Fresh to game development here, so please forgive my following question for what might be a very simple problem. I’m trying to build a room that fits the size of my play area/softbounds, however I am lost in trying to align the chaperone bounds with the walls of the room. My searches aren’t coming up with anything my simple mind is able to put together at this point. I’m hoping I can get past this issue so I can have a solid test room for further VR learning. How best can I achieve alignment between my in game room and my chaperone bounds?
At the least, I’m looking to achieve parity between the world rotation and the chaperone rotation (thus aligning the in game walls with my own real world walls). At best, (or maybe further down the line) I am looking to blueprint a scalable room that can align itself and scale to the users softbounds/available play area.

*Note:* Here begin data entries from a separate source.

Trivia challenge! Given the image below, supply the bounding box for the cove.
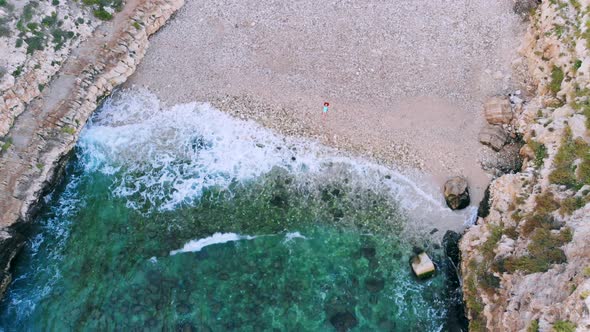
[0,90,468,331]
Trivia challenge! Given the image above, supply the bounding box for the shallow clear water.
[0,91,466,331]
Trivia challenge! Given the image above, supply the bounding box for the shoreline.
[124,1,523,205]
[0,0,184,293]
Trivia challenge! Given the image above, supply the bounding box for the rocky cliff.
[0,0,184,293]
[460,0,590,331]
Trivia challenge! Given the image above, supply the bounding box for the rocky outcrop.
[0,1,99,137]
[443,176,470,210]
[412,252,435,279]
[0,0,184,298]
[460,1,590,331]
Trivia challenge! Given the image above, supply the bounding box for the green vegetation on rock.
[549,66,565,94]
[553,320,576,332]
[0,137,12,152]
[526,319,539,332]
[549,126,590,190]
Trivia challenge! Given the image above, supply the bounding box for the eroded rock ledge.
[0,0,184,294]
[461,0,590,332]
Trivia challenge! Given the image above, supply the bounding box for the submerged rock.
[365,278,385,293]
[412,252,435,279]
[444,176,470,210]
[330,311,358,332]
[484,97,514,124]
[479,125,508,151]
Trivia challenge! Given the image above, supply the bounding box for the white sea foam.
[79,89,470,228]
[285,232,307,242]
[170,233,256,256]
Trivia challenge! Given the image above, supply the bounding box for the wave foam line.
[170,233,257,256]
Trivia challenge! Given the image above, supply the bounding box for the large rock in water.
[479,125,508,151]
[444,176,470,210]
[412,252,435,279]
[330,311,358,332]
[484,97,514,124]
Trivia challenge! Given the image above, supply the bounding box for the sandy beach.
[126,0,522,203]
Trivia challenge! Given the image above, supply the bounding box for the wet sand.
[127,0,522,203]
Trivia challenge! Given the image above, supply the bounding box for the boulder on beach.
[479,125,508,151]
[444,176,470,210]
[484,97,514,124]
[412,252,435,279]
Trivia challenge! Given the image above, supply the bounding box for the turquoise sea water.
[0,90,472,331]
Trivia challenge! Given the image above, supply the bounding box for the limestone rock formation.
[460,0,590,331]
[443,176,470,210]
[479,125,508,151]
[484,97,514,124]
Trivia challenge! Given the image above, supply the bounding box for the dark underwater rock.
[365,278,385,293]
[330,311,358,332]
[442,231,461,267]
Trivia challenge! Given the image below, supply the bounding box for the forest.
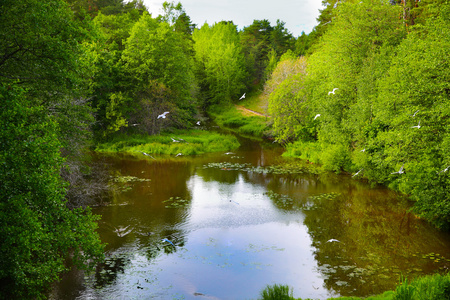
[0,0,450,299]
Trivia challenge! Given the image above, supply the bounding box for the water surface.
[53,140,450,299]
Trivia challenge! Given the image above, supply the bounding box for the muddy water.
[53,140,450,299]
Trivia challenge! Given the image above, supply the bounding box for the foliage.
[264,54,311,141]
[192,22,246,106]
[0,86,102,298]
[271,0,450,228]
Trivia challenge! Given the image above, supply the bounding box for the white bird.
[162,238,176,248]
[114,225,133,237]
[391,164,405,174]
[439,166,450,173]
[328,88,338,95]
[158,111,169,119]
[327,239,341,243]
[139,151,156,159]
[352,169,363,177]
[411,121,421,128]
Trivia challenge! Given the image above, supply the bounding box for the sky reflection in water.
[54,143,450,299]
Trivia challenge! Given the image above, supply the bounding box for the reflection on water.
[52,141,450,299]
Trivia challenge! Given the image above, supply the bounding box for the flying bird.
[327,239,341,243]
[158,111,169,119]
[328,88,338,95]
[114,225,133,237]
[352,169,363,177]
[391,164,405,174]
[411,121,421,128]
[139,151,156,159]
[162,238,176,248]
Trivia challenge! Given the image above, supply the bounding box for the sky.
[144,0,323,37]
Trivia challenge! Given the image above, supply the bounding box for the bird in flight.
[163,238,176,248]
[439,166,450,173]
[328,88,338,95]
[391,164,405,174]
[158,111,169,119]
[327,239,341,243]
[140,151,156,159]
[352,169,363,177]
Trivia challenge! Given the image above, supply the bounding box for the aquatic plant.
[260,284,295,300]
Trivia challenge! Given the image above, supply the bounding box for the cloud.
[144,0,322,36]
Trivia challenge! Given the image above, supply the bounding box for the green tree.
[121,14,196,132]
[192,22,246,106]
[0,85,103,299]
[264,55,311,142]
[308,1,405,171]
[373,4,450,228]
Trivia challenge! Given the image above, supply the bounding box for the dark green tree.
[193,22,246,106]
[0,85,103,299]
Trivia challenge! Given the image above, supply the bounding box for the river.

Any guidance would be greatly appreciated. Like I said, I’m very new to blueprints and development in general so I’ll take anything I can get. THANK YOU!
I need the same thing as the parent post. Basically I have a rectangle play space in game and need to position the pawn such that the in-game rectangle fits within the chaperone bounds.
Since the pawn origin can be anywhere in the chaperone bounds and facing any direction depending on how the user configured it, I’m thinking something like figure out the right rotation to make the rectangles aligned, then take the average of the in-game points (giving the center) and the average of the Chaperone points (center of the chaperone area).
I’ll try to remember to post another reply here if I get it all worked out.
~~No, because the player may have calibrated their playspace to have a center that is way off from the real center (when chaperone setup tells you to stand in the center of your room and point to the monitor). E.g. if my game requires 2.5mx2.5m, and the player has that much space, but didn’t stand in the exact center when they calibrated, then centering the pawn in the in-game sapce will get them out of alignment and they won’t be able to reach some things in the game play space, even though they actually have enough space.
At least that’s my understanding of how the pawn center is determined (faces opposite of monitor and is offset to where they were standing when they pointed at the monitor). If it actually already uses the center of the four chaperone points instead, then it will be simpler.~~
I’m starting to work on this now. Another requirement I have is that the orientation try and match up with the pawn rotation as much as possible to keep the cord behind the player for some portions of my game.
(edit: I looked into it more, apparently it is based on center of bounds and not center where you were standing when you pointed at the monitor, and I think the direction is simpler too, see code snippit, so you are right, you can pretty much just center up the pawn. Only thing left is in my case if the bounds are a wide rectangle and not a square I want to orient things such that the wider bounds are to the player’s sides)
/** HIGH LEVEL TRACKING SPACE ASSUMPTIONS:
* 0,0,0 is the preferred standing area center.
* 0Y is the floor height.
* -Z is the preferred forward facing direction. */
class IVRChaperone
{
Here’s the patch; it changes ChaperoneComponent->GetBounds to return a boolean that says whether the bounds were valid. http://pastebin.com/NDAiNkXj
I think if players start the game with their headset and controllers untracked it will be invalid until they get initially tracked, so you can call it repeatedly in a delay loop until it returns valid bounds.
I have no idea on any of the thread safety of it, etc.